The automation of mimesis and the vectorization of cultural heritage in the latent space of AI could, against all odds, produce diametrically opposed effects. This space makes aesthetic commonplaces explicit, exposing them to our critical awareness with unprecedented clarity. Aren’t we already experiencing this growing sensation of déjà-vu, which AI productions amplify while making more manifest, more disturbing?

The production of the singular, the anomic, the impossible – even in the silent interstices of forms and materials – is becoming a growing challenge. We are overwhelmed by these automatic productions, these ephemeral identities as intense as they are fleeting, which constitute the background noise of our times.

To create again now requires a rare ability: that of establishing reciprocal relationships between the latent machinic cultural space and the latent organic (contingent) cultural space of the artist. It is by influencing and being influenced by programs that the artist can lend a historical dimension to the present, to the constant ebb and flow that characterizes our digital contemporaneity.

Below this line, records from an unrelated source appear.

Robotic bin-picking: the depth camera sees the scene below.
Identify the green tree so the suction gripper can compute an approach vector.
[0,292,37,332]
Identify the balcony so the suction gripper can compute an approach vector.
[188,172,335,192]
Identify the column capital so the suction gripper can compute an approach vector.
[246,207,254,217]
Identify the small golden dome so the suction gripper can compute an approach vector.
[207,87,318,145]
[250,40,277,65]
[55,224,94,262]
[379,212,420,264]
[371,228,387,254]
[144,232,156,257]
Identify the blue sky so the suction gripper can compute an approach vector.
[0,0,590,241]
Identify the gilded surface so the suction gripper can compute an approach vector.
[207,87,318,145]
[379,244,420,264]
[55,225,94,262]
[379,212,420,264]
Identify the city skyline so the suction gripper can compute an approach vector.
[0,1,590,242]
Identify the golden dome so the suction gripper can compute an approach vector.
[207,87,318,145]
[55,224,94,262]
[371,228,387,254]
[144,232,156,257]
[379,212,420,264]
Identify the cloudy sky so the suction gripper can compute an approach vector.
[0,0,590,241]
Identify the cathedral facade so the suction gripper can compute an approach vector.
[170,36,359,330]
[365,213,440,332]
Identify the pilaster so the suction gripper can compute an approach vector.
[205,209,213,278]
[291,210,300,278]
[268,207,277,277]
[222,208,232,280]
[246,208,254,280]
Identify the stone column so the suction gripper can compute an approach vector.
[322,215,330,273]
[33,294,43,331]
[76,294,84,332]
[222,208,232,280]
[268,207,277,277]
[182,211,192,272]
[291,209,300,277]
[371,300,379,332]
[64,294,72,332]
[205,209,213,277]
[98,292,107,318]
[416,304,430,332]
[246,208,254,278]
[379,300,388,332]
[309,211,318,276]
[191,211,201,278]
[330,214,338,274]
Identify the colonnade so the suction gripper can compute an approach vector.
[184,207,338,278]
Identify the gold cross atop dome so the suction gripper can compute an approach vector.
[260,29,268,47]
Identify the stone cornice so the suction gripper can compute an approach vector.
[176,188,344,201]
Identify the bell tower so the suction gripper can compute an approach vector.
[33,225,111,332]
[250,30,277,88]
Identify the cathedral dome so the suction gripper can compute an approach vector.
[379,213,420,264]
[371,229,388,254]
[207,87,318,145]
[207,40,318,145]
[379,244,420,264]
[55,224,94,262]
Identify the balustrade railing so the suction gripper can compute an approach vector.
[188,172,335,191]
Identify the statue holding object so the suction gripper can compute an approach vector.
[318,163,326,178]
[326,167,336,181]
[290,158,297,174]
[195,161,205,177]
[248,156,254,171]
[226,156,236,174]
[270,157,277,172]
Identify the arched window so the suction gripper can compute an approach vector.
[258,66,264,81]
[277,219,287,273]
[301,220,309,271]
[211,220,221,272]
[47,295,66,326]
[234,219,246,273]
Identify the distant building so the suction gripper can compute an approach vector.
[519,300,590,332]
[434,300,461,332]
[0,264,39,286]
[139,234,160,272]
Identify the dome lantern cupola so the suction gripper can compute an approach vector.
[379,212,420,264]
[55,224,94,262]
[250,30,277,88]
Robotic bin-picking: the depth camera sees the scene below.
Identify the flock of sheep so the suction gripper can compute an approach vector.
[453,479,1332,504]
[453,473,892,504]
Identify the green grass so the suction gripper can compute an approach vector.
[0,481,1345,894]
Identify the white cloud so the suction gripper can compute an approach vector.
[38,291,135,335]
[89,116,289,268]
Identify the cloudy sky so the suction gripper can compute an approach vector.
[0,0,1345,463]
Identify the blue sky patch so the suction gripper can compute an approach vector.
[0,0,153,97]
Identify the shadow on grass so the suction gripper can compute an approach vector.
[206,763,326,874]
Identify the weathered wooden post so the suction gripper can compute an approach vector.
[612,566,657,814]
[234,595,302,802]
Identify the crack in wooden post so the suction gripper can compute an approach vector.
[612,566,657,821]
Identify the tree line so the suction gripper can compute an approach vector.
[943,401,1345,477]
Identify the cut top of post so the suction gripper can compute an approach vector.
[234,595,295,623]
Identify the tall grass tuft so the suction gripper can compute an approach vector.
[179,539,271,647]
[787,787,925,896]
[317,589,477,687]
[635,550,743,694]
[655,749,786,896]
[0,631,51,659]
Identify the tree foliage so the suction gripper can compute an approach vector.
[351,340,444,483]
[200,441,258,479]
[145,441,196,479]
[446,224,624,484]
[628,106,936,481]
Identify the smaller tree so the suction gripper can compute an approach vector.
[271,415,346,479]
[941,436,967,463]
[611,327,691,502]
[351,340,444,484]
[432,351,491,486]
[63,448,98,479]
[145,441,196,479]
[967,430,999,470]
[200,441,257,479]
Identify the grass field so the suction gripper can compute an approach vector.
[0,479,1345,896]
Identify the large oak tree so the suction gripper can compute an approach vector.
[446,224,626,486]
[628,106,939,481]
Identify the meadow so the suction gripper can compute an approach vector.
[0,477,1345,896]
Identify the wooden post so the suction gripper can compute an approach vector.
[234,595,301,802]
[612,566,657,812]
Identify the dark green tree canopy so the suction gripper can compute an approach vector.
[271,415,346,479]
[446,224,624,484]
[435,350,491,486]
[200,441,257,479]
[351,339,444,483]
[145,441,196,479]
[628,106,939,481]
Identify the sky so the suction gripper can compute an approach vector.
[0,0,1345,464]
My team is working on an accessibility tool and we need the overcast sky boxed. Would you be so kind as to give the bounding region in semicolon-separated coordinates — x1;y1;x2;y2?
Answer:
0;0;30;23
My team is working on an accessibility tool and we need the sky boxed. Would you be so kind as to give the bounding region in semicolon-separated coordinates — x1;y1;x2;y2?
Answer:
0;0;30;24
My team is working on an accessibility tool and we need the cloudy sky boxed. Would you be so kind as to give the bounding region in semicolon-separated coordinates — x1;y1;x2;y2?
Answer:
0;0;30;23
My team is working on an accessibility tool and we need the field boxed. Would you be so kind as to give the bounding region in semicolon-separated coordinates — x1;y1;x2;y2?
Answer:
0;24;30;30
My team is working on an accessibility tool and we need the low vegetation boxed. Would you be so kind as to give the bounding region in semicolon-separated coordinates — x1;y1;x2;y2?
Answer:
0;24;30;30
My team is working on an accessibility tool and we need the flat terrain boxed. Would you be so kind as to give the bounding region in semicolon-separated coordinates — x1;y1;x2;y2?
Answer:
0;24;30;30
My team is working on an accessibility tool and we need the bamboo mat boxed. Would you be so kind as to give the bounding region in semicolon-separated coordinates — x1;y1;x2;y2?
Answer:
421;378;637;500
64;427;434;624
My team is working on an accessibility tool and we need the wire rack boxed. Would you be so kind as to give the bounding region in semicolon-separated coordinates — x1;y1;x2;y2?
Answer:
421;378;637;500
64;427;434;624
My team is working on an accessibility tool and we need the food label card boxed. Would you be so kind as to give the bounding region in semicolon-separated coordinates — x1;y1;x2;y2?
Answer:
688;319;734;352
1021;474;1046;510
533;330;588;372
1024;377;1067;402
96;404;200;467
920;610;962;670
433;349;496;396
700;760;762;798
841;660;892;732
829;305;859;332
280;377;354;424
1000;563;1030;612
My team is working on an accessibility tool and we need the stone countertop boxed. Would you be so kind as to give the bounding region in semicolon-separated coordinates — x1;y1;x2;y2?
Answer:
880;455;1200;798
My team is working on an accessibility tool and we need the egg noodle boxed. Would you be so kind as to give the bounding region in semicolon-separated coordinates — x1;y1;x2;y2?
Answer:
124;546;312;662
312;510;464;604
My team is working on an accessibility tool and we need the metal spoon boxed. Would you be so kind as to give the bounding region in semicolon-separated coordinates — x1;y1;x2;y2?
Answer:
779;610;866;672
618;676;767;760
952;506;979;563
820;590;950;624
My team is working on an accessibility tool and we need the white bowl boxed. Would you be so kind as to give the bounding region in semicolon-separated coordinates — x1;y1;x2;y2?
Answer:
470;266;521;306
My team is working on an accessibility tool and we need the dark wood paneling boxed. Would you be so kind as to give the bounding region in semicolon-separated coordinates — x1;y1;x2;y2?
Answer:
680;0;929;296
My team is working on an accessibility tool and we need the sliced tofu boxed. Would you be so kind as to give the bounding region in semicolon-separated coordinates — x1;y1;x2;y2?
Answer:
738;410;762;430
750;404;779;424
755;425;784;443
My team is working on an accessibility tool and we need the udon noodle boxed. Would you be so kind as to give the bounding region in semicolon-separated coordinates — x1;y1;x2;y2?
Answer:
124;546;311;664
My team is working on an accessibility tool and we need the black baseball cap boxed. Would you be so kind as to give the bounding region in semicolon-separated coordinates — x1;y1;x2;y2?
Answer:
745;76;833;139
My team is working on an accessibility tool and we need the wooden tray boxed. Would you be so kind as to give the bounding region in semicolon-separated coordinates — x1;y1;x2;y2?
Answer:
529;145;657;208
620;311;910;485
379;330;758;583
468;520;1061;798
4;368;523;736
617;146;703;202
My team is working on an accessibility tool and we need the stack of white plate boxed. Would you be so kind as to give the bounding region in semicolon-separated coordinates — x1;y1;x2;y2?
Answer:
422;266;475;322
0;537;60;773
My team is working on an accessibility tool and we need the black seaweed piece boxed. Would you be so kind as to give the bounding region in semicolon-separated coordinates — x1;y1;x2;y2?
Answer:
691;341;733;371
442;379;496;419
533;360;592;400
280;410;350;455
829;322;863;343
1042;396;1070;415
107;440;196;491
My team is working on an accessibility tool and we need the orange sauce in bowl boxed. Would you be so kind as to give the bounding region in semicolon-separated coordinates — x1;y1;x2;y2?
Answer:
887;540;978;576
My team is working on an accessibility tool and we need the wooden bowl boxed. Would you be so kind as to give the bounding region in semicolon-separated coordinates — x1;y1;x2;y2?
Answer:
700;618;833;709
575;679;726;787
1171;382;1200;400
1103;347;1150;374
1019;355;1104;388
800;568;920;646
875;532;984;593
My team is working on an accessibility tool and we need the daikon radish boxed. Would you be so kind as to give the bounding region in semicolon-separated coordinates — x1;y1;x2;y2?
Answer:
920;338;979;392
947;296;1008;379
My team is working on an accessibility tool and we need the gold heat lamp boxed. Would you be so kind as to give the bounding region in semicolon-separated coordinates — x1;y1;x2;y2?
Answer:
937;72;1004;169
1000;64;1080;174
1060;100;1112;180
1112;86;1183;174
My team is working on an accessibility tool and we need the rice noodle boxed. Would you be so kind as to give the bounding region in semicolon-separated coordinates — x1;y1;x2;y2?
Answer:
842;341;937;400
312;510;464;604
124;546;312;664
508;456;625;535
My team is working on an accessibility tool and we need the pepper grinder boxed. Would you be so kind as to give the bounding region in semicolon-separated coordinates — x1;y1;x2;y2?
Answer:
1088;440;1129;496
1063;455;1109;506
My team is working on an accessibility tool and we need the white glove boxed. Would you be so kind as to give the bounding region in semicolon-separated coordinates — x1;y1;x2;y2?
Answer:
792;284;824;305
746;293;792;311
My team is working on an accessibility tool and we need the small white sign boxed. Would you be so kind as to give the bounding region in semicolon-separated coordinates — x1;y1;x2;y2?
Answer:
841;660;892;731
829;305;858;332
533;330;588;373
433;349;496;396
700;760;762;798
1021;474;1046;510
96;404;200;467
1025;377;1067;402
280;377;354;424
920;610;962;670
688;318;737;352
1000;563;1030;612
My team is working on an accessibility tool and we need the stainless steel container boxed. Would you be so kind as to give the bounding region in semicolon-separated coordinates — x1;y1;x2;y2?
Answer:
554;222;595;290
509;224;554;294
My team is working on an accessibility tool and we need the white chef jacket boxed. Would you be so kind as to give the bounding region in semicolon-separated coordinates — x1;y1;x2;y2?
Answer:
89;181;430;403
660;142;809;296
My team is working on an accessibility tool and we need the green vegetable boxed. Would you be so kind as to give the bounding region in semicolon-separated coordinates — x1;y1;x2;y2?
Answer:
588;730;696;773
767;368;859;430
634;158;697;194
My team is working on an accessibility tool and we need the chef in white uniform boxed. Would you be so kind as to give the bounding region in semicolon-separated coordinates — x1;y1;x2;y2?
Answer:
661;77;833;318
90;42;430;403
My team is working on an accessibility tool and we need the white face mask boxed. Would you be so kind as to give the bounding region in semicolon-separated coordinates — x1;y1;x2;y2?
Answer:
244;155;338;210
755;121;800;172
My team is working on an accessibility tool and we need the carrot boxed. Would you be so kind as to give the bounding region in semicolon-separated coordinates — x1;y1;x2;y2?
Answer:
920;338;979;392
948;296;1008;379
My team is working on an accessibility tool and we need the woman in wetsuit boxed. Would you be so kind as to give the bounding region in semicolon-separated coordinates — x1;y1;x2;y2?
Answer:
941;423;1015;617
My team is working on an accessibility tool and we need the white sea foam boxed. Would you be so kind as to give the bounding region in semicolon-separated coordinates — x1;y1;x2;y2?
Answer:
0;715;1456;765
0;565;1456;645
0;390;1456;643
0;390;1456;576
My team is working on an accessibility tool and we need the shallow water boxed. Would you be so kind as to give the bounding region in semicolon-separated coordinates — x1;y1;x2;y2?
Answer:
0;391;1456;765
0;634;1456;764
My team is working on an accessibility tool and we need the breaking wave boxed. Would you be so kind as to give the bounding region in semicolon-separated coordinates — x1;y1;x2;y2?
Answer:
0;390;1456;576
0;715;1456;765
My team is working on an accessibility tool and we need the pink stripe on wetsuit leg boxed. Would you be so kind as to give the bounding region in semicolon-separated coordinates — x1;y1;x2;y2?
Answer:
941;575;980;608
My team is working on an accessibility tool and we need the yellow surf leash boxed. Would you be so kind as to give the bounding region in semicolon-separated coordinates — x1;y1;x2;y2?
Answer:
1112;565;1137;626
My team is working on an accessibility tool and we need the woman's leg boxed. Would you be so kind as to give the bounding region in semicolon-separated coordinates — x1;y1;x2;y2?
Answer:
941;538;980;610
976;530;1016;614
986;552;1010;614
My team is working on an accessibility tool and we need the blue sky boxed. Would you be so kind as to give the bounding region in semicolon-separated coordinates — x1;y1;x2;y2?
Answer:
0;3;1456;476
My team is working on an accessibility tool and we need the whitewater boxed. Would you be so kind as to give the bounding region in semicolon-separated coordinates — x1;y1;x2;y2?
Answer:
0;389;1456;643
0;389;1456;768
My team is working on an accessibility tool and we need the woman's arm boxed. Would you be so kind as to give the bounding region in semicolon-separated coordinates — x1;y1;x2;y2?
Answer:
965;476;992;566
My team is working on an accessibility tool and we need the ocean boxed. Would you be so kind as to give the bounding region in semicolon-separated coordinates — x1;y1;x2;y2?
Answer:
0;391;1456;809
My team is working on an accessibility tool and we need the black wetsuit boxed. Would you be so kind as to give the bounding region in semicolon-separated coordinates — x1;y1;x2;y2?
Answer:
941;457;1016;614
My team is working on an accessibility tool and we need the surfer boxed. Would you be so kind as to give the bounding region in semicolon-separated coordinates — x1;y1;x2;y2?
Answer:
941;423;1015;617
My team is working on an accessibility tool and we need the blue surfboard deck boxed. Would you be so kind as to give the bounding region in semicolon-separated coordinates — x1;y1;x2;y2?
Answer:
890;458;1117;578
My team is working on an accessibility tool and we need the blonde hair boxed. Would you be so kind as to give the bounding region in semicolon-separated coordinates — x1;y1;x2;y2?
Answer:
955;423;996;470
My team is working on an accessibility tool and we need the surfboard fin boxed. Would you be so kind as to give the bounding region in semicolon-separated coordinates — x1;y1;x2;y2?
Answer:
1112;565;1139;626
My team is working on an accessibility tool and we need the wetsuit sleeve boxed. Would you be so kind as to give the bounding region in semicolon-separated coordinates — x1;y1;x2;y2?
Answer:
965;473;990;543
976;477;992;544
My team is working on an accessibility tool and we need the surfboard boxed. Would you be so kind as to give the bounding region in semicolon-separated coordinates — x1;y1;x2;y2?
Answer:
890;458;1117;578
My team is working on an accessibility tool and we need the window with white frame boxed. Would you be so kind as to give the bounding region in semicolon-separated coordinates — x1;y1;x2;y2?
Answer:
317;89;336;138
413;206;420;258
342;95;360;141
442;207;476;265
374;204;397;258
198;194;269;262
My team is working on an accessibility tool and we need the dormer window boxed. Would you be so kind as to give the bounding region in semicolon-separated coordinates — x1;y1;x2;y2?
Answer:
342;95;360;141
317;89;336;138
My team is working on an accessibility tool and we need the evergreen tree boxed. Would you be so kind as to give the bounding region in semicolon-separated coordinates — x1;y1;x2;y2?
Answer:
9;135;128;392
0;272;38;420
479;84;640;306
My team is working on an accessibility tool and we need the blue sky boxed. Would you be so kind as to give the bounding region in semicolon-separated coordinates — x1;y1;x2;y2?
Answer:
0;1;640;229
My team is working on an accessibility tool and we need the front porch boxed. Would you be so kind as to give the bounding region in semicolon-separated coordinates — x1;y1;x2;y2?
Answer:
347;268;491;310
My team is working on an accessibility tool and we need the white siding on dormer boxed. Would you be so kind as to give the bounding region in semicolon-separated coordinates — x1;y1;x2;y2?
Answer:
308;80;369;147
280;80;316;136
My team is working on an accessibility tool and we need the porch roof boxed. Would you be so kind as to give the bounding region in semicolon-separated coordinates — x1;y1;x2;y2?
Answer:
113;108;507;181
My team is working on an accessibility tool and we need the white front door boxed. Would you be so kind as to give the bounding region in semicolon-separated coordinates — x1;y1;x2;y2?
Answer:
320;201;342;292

In this way, the empowerment of resemblance could paradoxically make artistic production rarer, more precious, more intense and more necessary. For art remains, as far as we know, the only attempt to create a non-instrumental relationship with technology, i.e. a relationship that escapes predictable objectives and the reproduction of the known that closes off the future. Those who recycle pop art and think that cultural recursivity is the ultimate horizon of AI are mistaken. Artistic production is the only fragile enterprise that doesn’t simply aim to use technology, but to experiment with it in a disorientated way, seeking to weave inextricable links between existence and its instruments.